Su Italo Gilmozzi convergono anche i «demo». Sembra prendere forma quel sostegno maggioritario che l’assessore di Trento chiedeva come condizione della sua candidatura. «Mediazione non è compromesso» ricorda Donata Borgonovo Re annunciando la scelta della sua area e la definitiva rinuncia a una propria candidatura. «Una proposta di tipo personale non avrebbe avuto senso».
T. Scarpetta, "Corriere del Trentino", 31 marzo 2016
Consigliera, aveva annunciato che avrebbe parlato dopo l’assemblea di martedì sera. Che idea si è fatta di questo congresso?

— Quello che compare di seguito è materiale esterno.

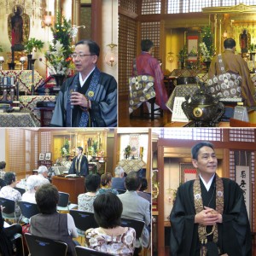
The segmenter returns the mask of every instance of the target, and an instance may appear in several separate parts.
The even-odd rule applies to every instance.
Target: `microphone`
[[[70,90],[70,94],[72,94],[73,92],[78,92],[79,91],[79,79],[77,79],[73,90]],[[74,108],[74,105],[71,104],[71,109]]]

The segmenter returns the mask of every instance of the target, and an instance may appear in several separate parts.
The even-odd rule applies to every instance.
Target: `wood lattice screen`
[[[153,56],[160,59],[160,22],[142,22],[141,37],[142,40],[150,39],[154,43]]]
[[[10,128],[6,132],[8,170],[19,177],[31,174],[37,167],[38,138],[37,131]]]
[[[137,22],[119,16],[119,96],[128,96],[128,79],[131,74],[132,60],[136,57]]]

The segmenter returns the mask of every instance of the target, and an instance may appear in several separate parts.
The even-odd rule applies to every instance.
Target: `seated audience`
[[[120,200],[113,193],[104,193],[96,197],[93,206],[99,228],[85,231],[85,246],[114,255],[133,255],[136,232],[132,228],[120,226]]]
[[[149,202],[137,194],[140,187],[140,180],[136,172],[130,172],[125,177],[126,192],[118,195],[123,203],[122,217],[143,220],[145,226],[142,234],[143,247],[149,243],[149,232],[147,226],[150,224]],[[140,246],[137,246],[140,247]]]
[[[38,170],[38,177],[42,179],[42,184],[49,184],[49,181],[48,179],[48,169],[45,166],[39,166]]]
[[[6,163],[4,161],[0,162],[0,189],[1,188],[6,186],[6,183],[4,181],[4,174],[5,172],[3,171],[5,168]]]
[[[96,195],[103,194],[106,192],[111,192],[115,195],[118,195],[119,192],[115,189],[111,188],[112,184],[112,175],[109,172],[103,173],[101,176],[101,189],[98,190]]]
[[[96,198],[96,191],[100,189],[101,177],[98,174],[89,174],[85,178],[86,193],[78,197],[79,210],[94,212],[93,202]]]
[[[0,162],[0,178],[4,179],[4,169],[5,169],[5,166],[6,166],[6,162],[5,161],[2,161]]]
[[[144,199],[148,200],[149,201],[149,203],[151,203],[151,195],[147,192],[144,192],[144,190],[146,190],[148,189],[147,178],[142,177],[142,178],[140,178],[140,180],[141,180],[141,187],[139,189],[139,191],[137,191],[137,194],[139,196],[143,197]]]
[[[27,191],[22,195],[22,201],[36,204],[36,191],[43,185],[43,179],[38,175],[31,175],[26,180]]]
[[[114,177],[112,178],[113,189],[126,190],[125,186],[125,177],[124,175],[124,169],[121,166],[116,166],[114,169]]]
[[[6,199],[14,200],[15,204],[15,213],[16,217],[20,215],[20,209],[17,204],[19,201],[21,201],[21,194],[14,189],[16,184],[16,175],[15,172],[6,172],[4,175],[4,181],[6,183],[6,186],[3,187],[0,190],[0,197],[4,197]],[[15,214],[10,214],[9,217],[14,217]]]
[[[59,193],[52,184],[44,184],[36,192],[36,201],[41,213],[31,218],[31,233],[66,242],[67,255],[75,256],[73,237],[78,237],[73,217],[69,213],[57,212]]]
[[[12,224],[5,227],[4,220],[2,217],[2,207],[0,207],[0,255],[14,255],[11,238],[17,233],[22,235],[22,228],[20,224]],[[22,241],[20,239],[15,240],[17,256],[23,255]]]

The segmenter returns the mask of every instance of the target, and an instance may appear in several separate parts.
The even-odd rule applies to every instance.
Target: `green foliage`
[[[256,50],[256,44],[251,44],[249,47],[250,52],[255,52]]]
[[[44,47],[44,43],[43,41],[32,38],[25,43],[24,49],[26,52],[32,54],[33,51],[33,48],[35,48],[36,50],[40,50]]]
[[[44,56],[49,61],[47,65],[51,74],[68,75],[70,69],[73,68],[73,64],[70,55],[73,52],[72,43],[72,25],[70,20],[65,17],[61,20],[57,13],[56,23],[51,27],[53,32],[52,44],[49,45]]]
[[[180,62],[185,61],[186,58],[188,57],[188,49],[186,46],[183,46],[183,48],[182,48],[180,49],[180,51],[178,52],[177,57],[178,57],[178,61]]]
[[[61,152],[62,156],[69,155],[69,141],[67,139],[65,139]]]
[[[201,28],[201,43],[205,43],[209,55],[213,56],[215,49],[213,46],[213,37],[209,26]]]
[[[61,17],[60,13],[57,13],[56,22],[53,27],[50,28],[53,33],[53,45],[55,45],[59,41],[64,48],[65,58],[72,54],[72,25],[71,20],[67,20],[65,17]],[[49,50],[54,50],[54,46],[49,47]]]
[[[131,146],[130,146],[130,145],[128,145],[128,146],[125,148],[125,152],[126,154],[131,154]]]

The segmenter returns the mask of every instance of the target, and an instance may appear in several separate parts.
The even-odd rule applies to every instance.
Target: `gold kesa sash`
[[[224,208],[224,189],[223,189],[223,181],[222,179],[216,175],[216,211],[223,214]],[[203,208],[203,202],[201,198],[201,191],[200,185],[200,177],[197,177],[194,182],[193,186],[194,192],[194,201],[195,201],[195,208],[196,214],[201,212]],[[207,226],[202,225],[201,224],[198,224],[198,236],[199,241],[201,243],[201,256],[206,256],[207,253],[207,248],[206,247],[206,244],[207,243],[207,236],[213,234],[213,242],[218,241],[218,227],[217,224],[212,226],[212,231],[207,234]]]
[[[81,154],[79,159],[78,159],[78,157],[77,157],[77,160],[76,160],[76,171],[78,172],[78,173],[80,173],[82,158],[83,158],[83,155]],[[79,166],[78,166],[78,161],[79,161]],[[78,170],[77,170],[77,167],[78,167]]]

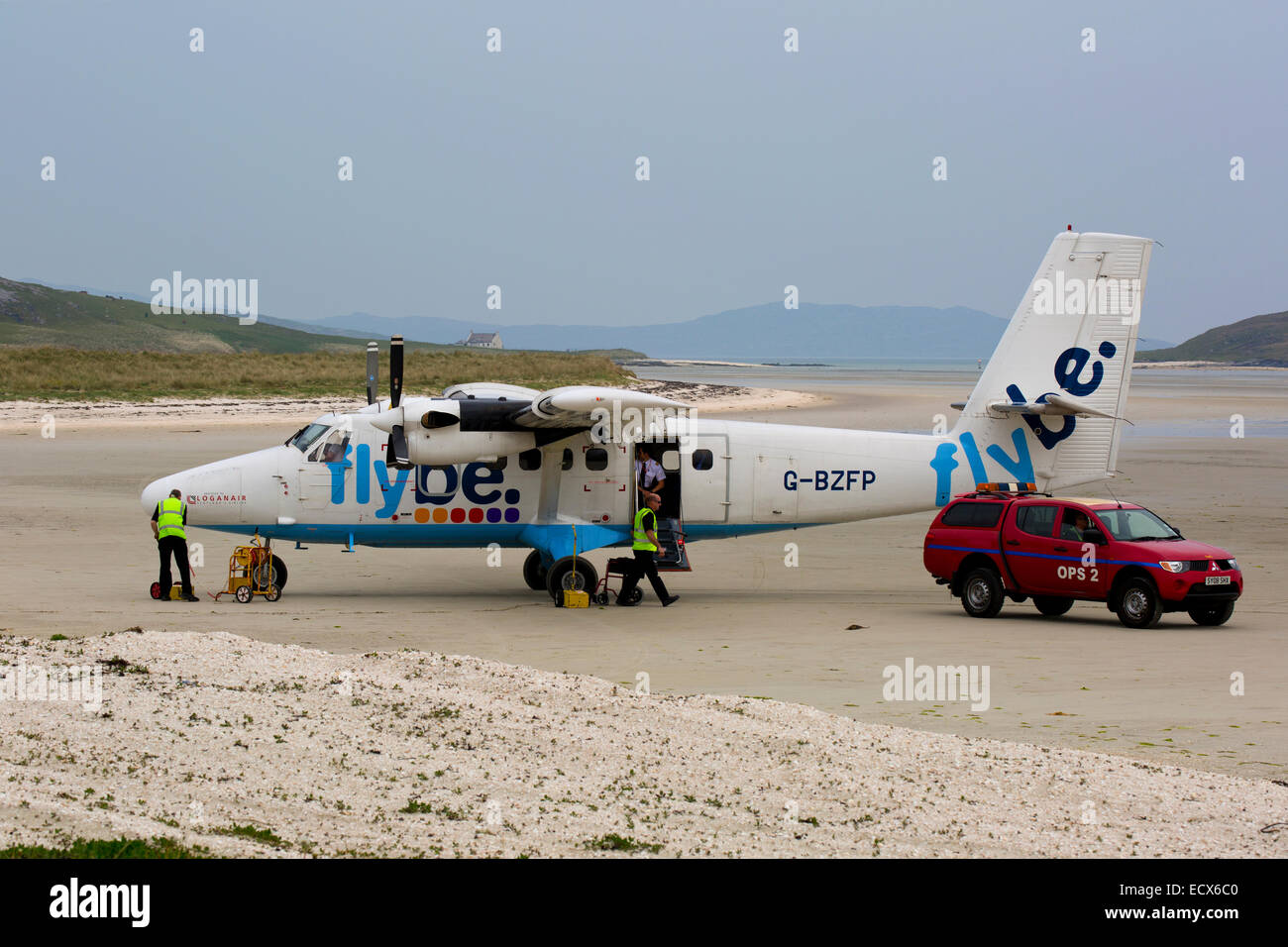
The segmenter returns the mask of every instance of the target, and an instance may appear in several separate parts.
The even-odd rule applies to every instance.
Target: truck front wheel
[[[1128,579],[1118,590],[1118,621],[1127,627],[1154,627],[1163,617],[1163,602],[1158,589],[1144,576]]]
[[[992,618],[1002,611],[1002,579],[996,569],[980,566],[962,580],[962,608],[972,618]]]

«L’assemblea è servita a condividere gli obiettivi che tutti nel Pd ci diamo e a tratteggiare il profilo del prossimo segretario. Mi pare siano emerse due tesi congressuali tra loro non molto diverse. Quello che tutti chiedono è un rinnovato protagonismo del Pd in vista dell’appuntamento elettorale del 2018. I giovani mostrano uno sguardo più fresco, il che non vuol dire che alcune personalità che li sostengono non abbiano anche loro un proprio passato».
Teme possano essere gli strumenti di chi li manovra da dietro le quinte?
«No, ritengo il loro protagonismo sincero. Nella serata di martedì si è chiarito una volta per tutte che la vecchia modalità di divisione per appartenenze è stata abbandonata. L’interesse trasversale alle due candidature è riuscire a intercettare un elettorato pd un po’ scoraggiato. Mi pare si sia trovata anche una condivisione comune sul nodo della riforma costituzionale che aveva agitato qualcuno».
Da come ne parla, pare che l’ipotesi di una sua candidatura sia definitivamente tramontata.
«Sì. È una domanda che mi sono posta a lungo e anche ieri sera più d’uno mi ha chiesto, anche affettuosamente, se intendessi candidarmi. Ho deciso di no, un po’ per una questione di attitudine, un po’ perché una candidatura non può mai essere una scelta personale, deve essere un percorso collettivo».
Avete già deciso chi appoggiare?
«La nostra area, se ha senso esprimersi così, penso a Civico, a Nicoletti, ma anche a tanti altri, compreso Olivieri, ci riconosciamo in Gilmozzi come il filo rosso che ci lega».
Mi perdoni, ma Olivieri non è chi le disse «te la sei cercata» quando Rossi la allontanò dalla giunta?
«Sì, ma è sempre stato un bel nemico. Ci siamo affrontati in campo aperto. Ha le sue caratteristiche, come io ho le mie, ma non provo astio nei suoi confronti».
Non teme che Gilmozzi possa apparire come un segretario di comodo, utile a mantenere lo status quo dell’attuale classe dirigente?
«La mediazione non è per forza un compromesso. Qualsiasi segretario deve essere una persona capace di mediare tra tutti. Il Pd deve avere un’organizzazione solida».
E il rischio che, a congresso finito, Gilmozzi possa essere «ostaggio» dei veti contrapposti di chi lo ha sostenuto?
«Questo è un pericolo reale. Condividiamo tutti il cosa fare, meno il come. L’importante è che i patti siano chiari e rispettati, che si costruisca intorno alla candidatura una squadra ispirata al riconoscimento reciproco».